I reached the castle entrance first and yanked my reins hard to the left. My horse spun madly around, clouds of steam billowing from its nostrils.

“You think that I tell you everything?” I shouted so Montagu could hear, his horse now trotting with a distinct limp. “There are some things I keep to myself—what I say to my wife in bed to seduce her into conceiving one more child, for one ... what words pass between my mother and I, another. So ask no more, Will. I’ll take this to my grave.” I slammed my sword into its scabbard for emphasis.

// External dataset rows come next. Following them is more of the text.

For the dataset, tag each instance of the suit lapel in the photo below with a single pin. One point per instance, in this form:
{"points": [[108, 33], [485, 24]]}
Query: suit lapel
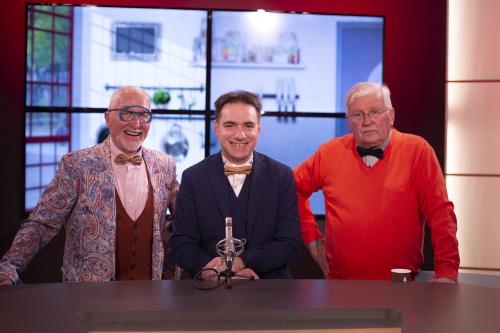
{"points": [[257, 190], [105, 188], [218, 182]]}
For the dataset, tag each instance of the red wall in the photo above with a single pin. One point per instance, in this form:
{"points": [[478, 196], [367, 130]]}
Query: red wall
{"points": [[414, 69]]}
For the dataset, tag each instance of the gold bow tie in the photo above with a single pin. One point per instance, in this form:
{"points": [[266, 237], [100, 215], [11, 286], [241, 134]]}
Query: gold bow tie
{"points": [[122, 159], [234, 170]]}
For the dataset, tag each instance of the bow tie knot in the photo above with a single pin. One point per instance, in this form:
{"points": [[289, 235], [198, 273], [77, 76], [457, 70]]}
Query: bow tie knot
{"points": [[121, 159], [237, 170], [377, 152]]}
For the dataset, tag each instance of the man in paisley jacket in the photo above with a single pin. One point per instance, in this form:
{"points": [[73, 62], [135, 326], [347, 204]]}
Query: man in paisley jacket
{"points": [[112, 200]]}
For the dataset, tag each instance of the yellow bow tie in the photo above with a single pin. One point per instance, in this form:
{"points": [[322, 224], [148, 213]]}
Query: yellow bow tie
{"points": [[122, 159], [234, 170]]}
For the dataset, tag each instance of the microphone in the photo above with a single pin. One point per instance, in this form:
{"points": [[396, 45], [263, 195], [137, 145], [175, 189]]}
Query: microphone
{"points": [[229, 247]]}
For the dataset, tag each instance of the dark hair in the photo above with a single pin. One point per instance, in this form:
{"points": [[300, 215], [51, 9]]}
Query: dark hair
{"points": [[238, 96]]}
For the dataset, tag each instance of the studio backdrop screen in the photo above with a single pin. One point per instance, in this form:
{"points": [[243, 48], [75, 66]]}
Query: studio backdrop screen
{"points": [[300, 65]]}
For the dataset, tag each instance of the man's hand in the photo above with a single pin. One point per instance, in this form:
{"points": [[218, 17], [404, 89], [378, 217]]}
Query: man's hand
{"points": [[5, 281], [318, 252], [443, 280]]}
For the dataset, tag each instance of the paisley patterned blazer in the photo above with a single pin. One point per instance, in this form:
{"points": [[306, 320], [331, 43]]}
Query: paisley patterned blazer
{"points": [[81, 197]]}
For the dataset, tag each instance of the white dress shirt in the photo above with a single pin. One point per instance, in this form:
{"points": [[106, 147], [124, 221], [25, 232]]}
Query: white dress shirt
{"points": [[131, 182]]}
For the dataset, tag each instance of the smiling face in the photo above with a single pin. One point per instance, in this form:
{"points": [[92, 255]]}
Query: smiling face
{"points": [[238, 130], [127, 136], [368, 131]]}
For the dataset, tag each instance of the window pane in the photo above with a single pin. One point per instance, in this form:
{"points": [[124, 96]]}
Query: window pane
{"points": [[48, 152], [29, 54], [41, 95], [64, 10], [28, 94], [32, 153], [61, 149], [183, 137], [290, 60], [60, 124], [48, 172], [49, 9], [97, 75], [31, 198], [40, 124], [32, 176], [61, 58], [62, 24], [42, 20], [61, 96], [41, 67]]}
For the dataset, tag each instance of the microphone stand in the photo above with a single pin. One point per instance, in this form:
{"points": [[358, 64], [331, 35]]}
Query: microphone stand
{"points": [[229, 248]]}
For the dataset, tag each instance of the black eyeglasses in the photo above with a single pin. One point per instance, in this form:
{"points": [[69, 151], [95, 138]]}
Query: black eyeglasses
{"points": [[126, 114], [209, 278]]}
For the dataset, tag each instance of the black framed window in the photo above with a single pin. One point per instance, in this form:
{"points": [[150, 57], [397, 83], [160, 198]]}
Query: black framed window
{"points": [[299, 64]]}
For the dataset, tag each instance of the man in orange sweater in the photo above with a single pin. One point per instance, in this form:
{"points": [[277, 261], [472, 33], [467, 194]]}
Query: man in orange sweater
{"points": [[381, 186]]}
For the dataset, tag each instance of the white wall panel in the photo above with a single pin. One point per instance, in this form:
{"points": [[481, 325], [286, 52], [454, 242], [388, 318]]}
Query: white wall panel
{"points": [[473, 40], [473, 128], [476, 202]]}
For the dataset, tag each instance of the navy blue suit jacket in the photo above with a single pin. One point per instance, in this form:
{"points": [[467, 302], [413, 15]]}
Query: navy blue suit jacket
{"points": [[273, 229]]}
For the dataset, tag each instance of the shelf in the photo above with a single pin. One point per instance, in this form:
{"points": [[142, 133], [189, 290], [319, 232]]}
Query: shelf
{"points": [[250, 65]]}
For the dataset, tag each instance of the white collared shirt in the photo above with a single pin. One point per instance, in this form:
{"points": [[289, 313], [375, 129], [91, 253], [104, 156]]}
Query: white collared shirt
{"points": [[131, 182], [370, 160], [238, 179]]}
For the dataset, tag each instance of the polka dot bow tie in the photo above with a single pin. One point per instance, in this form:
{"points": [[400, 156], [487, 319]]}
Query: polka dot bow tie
{"points": [[121, 159]]}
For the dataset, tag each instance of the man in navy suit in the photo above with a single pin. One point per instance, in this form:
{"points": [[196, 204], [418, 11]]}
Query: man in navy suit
{"points": [[257, 192]]}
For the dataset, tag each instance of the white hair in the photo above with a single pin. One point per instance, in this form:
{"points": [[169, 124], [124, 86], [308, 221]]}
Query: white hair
{"points": [[129, 90], [366, 88]]}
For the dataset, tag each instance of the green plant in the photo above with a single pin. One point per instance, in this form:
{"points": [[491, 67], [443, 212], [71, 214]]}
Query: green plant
{"points": [[161, 96]]}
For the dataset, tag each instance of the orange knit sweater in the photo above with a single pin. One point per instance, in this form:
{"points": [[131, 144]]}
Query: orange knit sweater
{"points": [[375, 216]]}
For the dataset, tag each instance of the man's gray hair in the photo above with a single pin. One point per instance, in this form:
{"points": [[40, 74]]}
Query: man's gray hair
{"points": [[366, 88], [116, 96]]}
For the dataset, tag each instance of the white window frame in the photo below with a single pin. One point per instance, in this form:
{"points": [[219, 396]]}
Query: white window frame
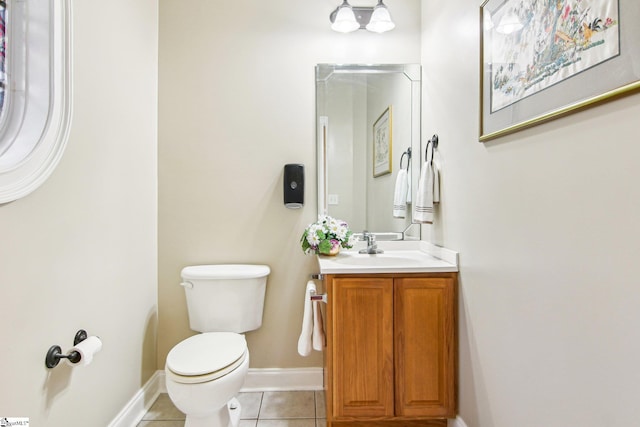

The portcullis went up and the gates parted. Montagu drew up, panting as hard as his pitiful horse, and quick behind him the guards followed, ushering me to my decided fate.

***

 

My mother gasped and covered her mouth. Her hand shook so terribly that she had to turn away to hide it. Frantically, she began to scurry about, putting away objects that had been carelessly strewn about her private chambers: an open book, an old letter, an assortment of jewels arrayed upon her small dressing table as if she were considering which to wear for the day, but had not expended the effort to make a final choice. Her hair was neatly plaited and pinned tightly back, but she wore no veil or adornments in it. Her gown was a plain, dark blue of coarse wool with an overtunic of gray—practical for guarding against the winter chill, but far from making a statement about her long, royal lineage.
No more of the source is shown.